Willy Stahlschmidt kann die Ruhr von seinem Haus aus sehen. „Wir schätzen nicht nur den Blick auf die Ruhr, sondern dass wir in wenigen Gehminuten unten an der Ruhr sind“, sagt er. Die Spaziergänge in der Umgebung sind für die Pensionäre wichtiger den je. Gisela Dick erledigt im Grunde alles zu Fuß und schätzt ihre Runde nach Linden-Mitte, die gleich im Wald hinter ihrem Haus beginnen kann. Werner Lerch berichtet von der Mittwochswandergruppe, mit der er wöchentlich gerne drei bis vier Stunden in der Umgebung unterwegs ist. „Wir können diesseits der Ruhr laufen und wenn wir über die Pontonbrücke gehen, eröffnen sich weitere Möglichkeiten“, erläutert Stahlschmidt weiter. Der Waldweg ist genau im Linksknick der Straße ausgeschildert (4). Spaziergänger können ab hier an den Bäume vorbei zum Fluss gehen.

Hinter der Kurve geht die Laarmannstraße noch ein ganzes Stück weiter. Ein Mehrfamilienhaus auf der linken Seite tanzt mit seinen vielen Stockwerken aus der Reihe. Gegenüber treffen Eigentumshäuser auf Reihenhäuser. Zwischen den Mauern wiegen die Baumkronen sacht im Wind und verhindern Eintönigkeit, die auf der Laarmannstraße hier und da um die Häuserecken schleicht.

Ferdinand-Krüger-Straße am Ende

An der Ecke Haverkampstraße würde wohl jeder spontan glauben, hier sei die Laarmannstraße zu Ende (5). Die Bebauung bricht prompt ab und macht den Bäumen endlich richtig Platz. Auf der rechten Seite säumt jetzt nur Wald die Straße, die nun steil bergab läuft. Von irgendwoher schallen Rufe von einem Trainingsplatz.
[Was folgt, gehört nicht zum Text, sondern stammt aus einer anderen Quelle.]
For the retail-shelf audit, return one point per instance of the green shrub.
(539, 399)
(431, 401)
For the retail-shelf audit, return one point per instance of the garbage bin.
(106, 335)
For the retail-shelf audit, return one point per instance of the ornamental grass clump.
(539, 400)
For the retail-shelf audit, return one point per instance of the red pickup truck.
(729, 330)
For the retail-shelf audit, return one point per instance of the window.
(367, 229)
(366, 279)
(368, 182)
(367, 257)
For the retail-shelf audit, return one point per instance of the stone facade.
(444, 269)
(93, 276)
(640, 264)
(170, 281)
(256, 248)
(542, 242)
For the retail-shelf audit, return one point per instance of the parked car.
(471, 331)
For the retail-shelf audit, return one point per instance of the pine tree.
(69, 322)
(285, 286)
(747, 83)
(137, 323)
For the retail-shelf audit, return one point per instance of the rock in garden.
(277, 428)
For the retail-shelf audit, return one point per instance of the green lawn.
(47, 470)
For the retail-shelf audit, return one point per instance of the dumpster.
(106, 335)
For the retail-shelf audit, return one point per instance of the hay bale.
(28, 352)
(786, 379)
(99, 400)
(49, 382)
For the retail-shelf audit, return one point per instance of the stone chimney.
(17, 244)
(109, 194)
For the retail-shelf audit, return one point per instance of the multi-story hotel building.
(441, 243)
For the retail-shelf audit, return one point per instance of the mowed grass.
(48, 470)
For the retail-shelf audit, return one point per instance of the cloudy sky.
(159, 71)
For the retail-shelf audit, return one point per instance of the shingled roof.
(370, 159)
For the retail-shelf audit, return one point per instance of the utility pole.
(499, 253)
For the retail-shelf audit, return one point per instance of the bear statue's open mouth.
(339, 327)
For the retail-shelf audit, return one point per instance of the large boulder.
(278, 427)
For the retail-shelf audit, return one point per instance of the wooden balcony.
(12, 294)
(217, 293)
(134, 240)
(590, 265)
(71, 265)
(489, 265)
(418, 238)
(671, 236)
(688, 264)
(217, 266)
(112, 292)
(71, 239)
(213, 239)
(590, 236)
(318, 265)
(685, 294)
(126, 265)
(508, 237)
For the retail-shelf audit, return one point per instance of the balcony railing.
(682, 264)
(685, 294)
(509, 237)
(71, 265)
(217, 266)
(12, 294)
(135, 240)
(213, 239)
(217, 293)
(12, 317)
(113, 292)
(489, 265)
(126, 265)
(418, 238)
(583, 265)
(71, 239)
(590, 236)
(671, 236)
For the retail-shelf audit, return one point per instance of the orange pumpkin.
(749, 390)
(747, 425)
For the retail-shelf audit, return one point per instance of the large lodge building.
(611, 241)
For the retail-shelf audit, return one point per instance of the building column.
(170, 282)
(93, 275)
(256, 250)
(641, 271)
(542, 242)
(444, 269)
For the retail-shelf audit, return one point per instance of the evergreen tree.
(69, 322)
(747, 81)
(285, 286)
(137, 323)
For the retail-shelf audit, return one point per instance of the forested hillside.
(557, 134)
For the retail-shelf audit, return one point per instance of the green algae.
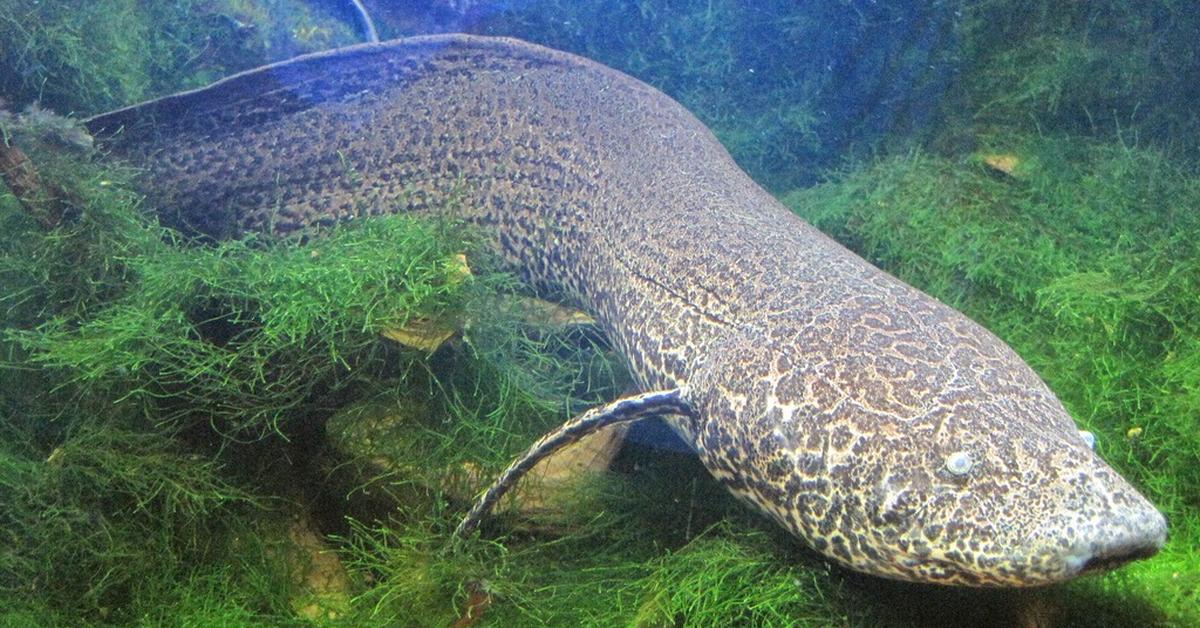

Autos rollen die Fahrbahn hinunter und entfernen sich. Spätestens wenn die Laarmannstraße in die Ferdinand-Krüger-Straße mündet, wird die beschauliche Ruhe und das Vogelzwitschern in der Laarmannstraße eine angenehme Erinnerung.

Ein arzt gab den Namen

Die Laarmannstraße wird als gewidmete Straße erstmals am 9. September 1965 in den städtischen Unterlagen erwähnt. Die Wohn- und Anliegerstraße ist nach Dr. Aloys Laarmann benannt, einem Mediziner mit örtlicher Bedeutung.
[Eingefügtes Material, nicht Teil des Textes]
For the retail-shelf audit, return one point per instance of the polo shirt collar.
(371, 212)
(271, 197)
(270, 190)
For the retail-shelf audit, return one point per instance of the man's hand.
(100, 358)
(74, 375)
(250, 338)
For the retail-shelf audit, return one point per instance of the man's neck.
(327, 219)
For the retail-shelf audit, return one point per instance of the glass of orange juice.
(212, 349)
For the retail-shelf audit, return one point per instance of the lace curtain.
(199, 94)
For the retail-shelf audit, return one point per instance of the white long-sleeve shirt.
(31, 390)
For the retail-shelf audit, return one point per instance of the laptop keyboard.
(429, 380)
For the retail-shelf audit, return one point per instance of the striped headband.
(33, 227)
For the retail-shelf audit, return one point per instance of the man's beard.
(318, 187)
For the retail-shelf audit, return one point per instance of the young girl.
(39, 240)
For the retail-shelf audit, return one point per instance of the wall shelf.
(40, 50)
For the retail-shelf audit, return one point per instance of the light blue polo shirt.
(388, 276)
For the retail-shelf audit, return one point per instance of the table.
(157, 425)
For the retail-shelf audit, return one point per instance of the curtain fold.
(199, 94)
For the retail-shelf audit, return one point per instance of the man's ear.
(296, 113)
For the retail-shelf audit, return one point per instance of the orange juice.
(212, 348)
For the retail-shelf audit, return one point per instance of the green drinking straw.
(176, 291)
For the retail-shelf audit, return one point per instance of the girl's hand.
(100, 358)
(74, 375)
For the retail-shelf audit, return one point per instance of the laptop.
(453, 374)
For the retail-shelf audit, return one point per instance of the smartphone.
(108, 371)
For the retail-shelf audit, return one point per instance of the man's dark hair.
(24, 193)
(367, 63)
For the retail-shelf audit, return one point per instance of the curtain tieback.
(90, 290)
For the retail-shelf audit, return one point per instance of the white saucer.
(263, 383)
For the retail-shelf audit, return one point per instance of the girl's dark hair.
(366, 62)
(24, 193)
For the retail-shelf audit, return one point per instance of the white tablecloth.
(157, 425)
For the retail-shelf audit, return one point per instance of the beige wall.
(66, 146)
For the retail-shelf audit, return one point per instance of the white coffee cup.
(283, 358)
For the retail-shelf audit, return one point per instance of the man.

Laarmann (1877-1938) war Leiter des Lindener St.-Josef-Hopitals und von 1919 bis 1929 Amts- und Gemeindeverordneter in Linden-Dahlhausen sowie Vorsitzender der Zentrumfraktion. Nach der Eingemeindung war er 1929 Stadtverordneter im Bochumer Rat und zeitweilig auch Stadtverordnetenvorsteher.

Aloys Laarmann war dem Vereinsleben im Südwesten verbunden, zumal dem Schützenwesen, speziell dem Linden-Dahlhauser Schützenbund 1862, der zu den ältesten Vereinen seiner Art zählt. 1929 erwuchs dem in die Jahre gekommenen Schützenbund neues Leben, als Aloys Laarmann den Vorsitz übernahm. Er war 1937 der allseits geschätzte Schützenkönig, mit Selma Wolf als seiner Königin.

Sein Grab befindet sich auf dem katholischen Friedhof an der Nöckernstraße.